The pressure, the attempts to get me to “do it right.”
None of it worked.
The two pointy sticks, the dangly bit of knitting and that always tangling thread. The dangly thread that, with everyone else, seemed to magically intertwine with the dangling piece of knitting, growing ever longer.
For me, it was a source of wonder and frustration.
Sometimes it skipped its duty and left a stitch unattached to the stick, leaving a hole that would grow larger over time. Other times it seemed in a reproductive frame of mind, and where there had been only one loop on the previous attempt, there were now two, three, or alarmingly a whole bunch more.
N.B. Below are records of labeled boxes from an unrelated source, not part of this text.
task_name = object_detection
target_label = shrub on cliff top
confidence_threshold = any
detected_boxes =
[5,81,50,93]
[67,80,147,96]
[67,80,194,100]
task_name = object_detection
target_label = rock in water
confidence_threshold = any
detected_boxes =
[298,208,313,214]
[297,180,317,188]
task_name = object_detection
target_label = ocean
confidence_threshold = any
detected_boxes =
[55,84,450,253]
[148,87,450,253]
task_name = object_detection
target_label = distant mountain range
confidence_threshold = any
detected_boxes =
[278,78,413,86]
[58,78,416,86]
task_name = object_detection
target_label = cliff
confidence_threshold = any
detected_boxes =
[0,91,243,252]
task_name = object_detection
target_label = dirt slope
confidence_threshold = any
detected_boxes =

My grandmother, my great aunt, my mother, my sister, the nuns, my friend’s mother. All wonderful women, all with that magic in their fingers. They tried, honestly they did. So did I. I love hand knitted jerseys. Imagining myself wearing my own creations would drag me into the torture again and again. All to no avail.
I can’t knit.
Then one afternoon, my mother decided to see if she could teach me to crochet. Amazingly, in no time I was churning out recognizable bits of crochet work. Scarves that became gnarled confusion when two needles were involved, became lacy delights. Blankets for babies, a little dress for a small girl. Jerseys.
And yet when anyone knowledgeable sees me crochet they comment that I am “not doing it right”. Apparently it looks as though I am left handed with my right hand.
It seems my brain is inside-out or something.